Isn't it easier to analyze data when it's organized and presented uniformly? Unfortunately, real life doesn't always align with that preference. Hence, data normalization emerges as a crucial technique that guarantees structured, consistent, and formatted data. In the context of machine learning, normalization is frequently employed to convert various types of data into a standardized scale. This is essential because the features in machine learning can have vastly different value ranges. Therefore, normalizing data is a critical step before applying machine learning algorithms.

Let’s explore different methods to normalize a DataFrame in Pandas.

Section 1.1: Mean Normalization

Mean normalization is one effective approach for feature scaling. The most straightforward method to normalize all columns in a Pandas DataFrame involves subtracting the mean and dividing by the standard deviation.

import pandas as pd

Companies = pd.DataFrame({"No": [1000, 2000, 3000], "Yes": [400, 500, 600]})

df = pd.DataFrame(Companies)

print(df)

# Method 1

df_normalized = (df - df.mean()) / df.std()

print(df_normalized)

# Method 2

normalized_df = df.apply(lambda x: (x - x.mean()) / x.std(), axis=0)

print(normalized_df)

Output: Output image by the Author.

Explanation:

The two scripts above illustrate distinct methods for normalizing a Pandas DataFrame using mean normalization. In the first example, the mean() and std() functions are utilized, while the second leverages dataframe.apply() with a lambda function.
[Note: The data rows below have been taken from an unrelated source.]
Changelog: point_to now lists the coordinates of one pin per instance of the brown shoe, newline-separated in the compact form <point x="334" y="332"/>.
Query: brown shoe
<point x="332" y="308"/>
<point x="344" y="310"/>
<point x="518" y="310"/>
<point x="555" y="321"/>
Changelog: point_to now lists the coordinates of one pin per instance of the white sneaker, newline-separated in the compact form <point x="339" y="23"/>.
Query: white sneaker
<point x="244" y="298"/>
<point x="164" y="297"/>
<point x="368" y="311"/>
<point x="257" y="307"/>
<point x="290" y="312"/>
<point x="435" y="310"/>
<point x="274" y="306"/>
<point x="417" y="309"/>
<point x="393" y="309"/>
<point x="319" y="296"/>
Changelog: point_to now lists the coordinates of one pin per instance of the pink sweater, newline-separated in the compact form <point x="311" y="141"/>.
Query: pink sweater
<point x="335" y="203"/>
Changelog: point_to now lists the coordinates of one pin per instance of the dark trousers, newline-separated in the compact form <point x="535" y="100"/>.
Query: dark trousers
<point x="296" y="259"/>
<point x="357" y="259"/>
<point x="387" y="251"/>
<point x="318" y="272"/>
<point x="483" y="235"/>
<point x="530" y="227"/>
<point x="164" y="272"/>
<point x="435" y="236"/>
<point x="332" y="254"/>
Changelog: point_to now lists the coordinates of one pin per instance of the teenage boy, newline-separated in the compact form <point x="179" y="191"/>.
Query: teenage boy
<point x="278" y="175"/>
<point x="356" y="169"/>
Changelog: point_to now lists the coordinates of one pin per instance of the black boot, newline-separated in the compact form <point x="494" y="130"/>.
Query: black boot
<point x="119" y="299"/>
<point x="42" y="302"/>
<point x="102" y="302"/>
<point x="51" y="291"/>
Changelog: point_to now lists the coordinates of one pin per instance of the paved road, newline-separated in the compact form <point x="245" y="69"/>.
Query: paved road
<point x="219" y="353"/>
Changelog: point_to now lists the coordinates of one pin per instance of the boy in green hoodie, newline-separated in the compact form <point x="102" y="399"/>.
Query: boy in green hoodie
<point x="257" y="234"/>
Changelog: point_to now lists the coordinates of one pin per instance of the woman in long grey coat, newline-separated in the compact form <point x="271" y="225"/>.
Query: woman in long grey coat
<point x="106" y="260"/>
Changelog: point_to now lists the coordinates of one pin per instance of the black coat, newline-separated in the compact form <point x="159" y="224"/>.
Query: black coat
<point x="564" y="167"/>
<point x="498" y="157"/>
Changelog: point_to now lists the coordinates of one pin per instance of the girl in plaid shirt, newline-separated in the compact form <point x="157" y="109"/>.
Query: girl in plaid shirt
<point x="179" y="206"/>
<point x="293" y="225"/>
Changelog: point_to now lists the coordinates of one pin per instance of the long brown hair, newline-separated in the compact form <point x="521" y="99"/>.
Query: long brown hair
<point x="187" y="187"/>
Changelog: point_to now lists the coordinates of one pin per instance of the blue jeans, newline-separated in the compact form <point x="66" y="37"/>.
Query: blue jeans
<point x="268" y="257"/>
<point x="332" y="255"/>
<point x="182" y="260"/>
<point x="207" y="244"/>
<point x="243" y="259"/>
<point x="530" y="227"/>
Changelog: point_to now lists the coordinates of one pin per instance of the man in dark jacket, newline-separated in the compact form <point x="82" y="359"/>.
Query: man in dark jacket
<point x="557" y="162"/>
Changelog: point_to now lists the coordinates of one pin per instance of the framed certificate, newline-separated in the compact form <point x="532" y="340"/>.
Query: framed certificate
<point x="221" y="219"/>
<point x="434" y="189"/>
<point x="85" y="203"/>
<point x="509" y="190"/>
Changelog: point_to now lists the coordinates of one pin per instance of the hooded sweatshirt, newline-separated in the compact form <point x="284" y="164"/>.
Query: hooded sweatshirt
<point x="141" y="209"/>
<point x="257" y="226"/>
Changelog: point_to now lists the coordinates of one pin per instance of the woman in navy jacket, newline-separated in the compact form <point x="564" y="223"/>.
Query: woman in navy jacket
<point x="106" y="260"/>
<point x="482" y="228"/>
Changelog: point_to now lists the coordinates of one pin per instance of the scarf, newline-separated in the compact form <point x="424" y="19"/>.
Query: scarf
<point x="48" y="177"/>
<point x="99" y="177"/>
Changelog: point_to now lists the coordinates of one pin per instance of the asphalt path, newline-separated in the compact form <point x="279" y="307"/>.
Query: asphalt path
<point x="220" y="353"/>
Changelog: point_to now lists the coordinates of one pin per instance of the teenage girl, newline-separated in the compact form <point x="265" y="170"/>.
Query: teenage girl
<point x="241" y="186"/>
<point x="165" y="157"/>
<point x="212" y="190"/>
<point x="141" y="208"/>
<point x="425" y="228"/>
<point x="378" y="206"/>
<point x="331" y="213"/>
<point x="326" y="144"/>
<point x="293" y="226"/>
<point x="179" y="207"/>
Both approaches yield identical results.

Section 1.2: Min-Max Normalization

In contrast to the previous method, min-max normalization provides a straightforward way to adjust the scale of columns.

import pandas as pd

Companies = pd.DataFrame({"No": [1000, 2000, 3000], "Yes": [400, 500, 600]})

df = pd.DataFrame(Companies)

print(df)

normalized_df = (df - df.min()) / (df.max() - df.min())

print(normalized_df)

Output: Output image by the Author.

Explanation:

This method simplifies the process of normalization by requiring only the min-max function, avoiding more complex calculations involving the mean.

Chapter 2: Utilizing Sklearn for Normalization

The first video, "Data Scaling in Python | Minmax Scaler," provides an insightful overview of scaling techniques in Python, particularly focusing on the MinMaxScaler.

Normalization with Sklearn & MinMaxScaler

In the previous examples, we explored normalization using Pandas. Now, let’s examine how to perform normalization with Sklearn, which offers a variety of methods.

The MinMaxScaler method subtracts the minimum value in a feature and divides by the range (original maximum minus original minimum). This process effectively scales the feature values.

import pandas as pd

from sklearn import preprocessing

Companies = pd.DataFrame({"No": [1000, 2000, 3000], "Yes": [400, 500, 600]})

df = pd.DataFrame(Companies)

print(df)

x = df.values # returns a numpy array

min_max_scaler = preprocessing.MinMaxScaler()

x_scaled = min_max_scaler.fit_transform(x)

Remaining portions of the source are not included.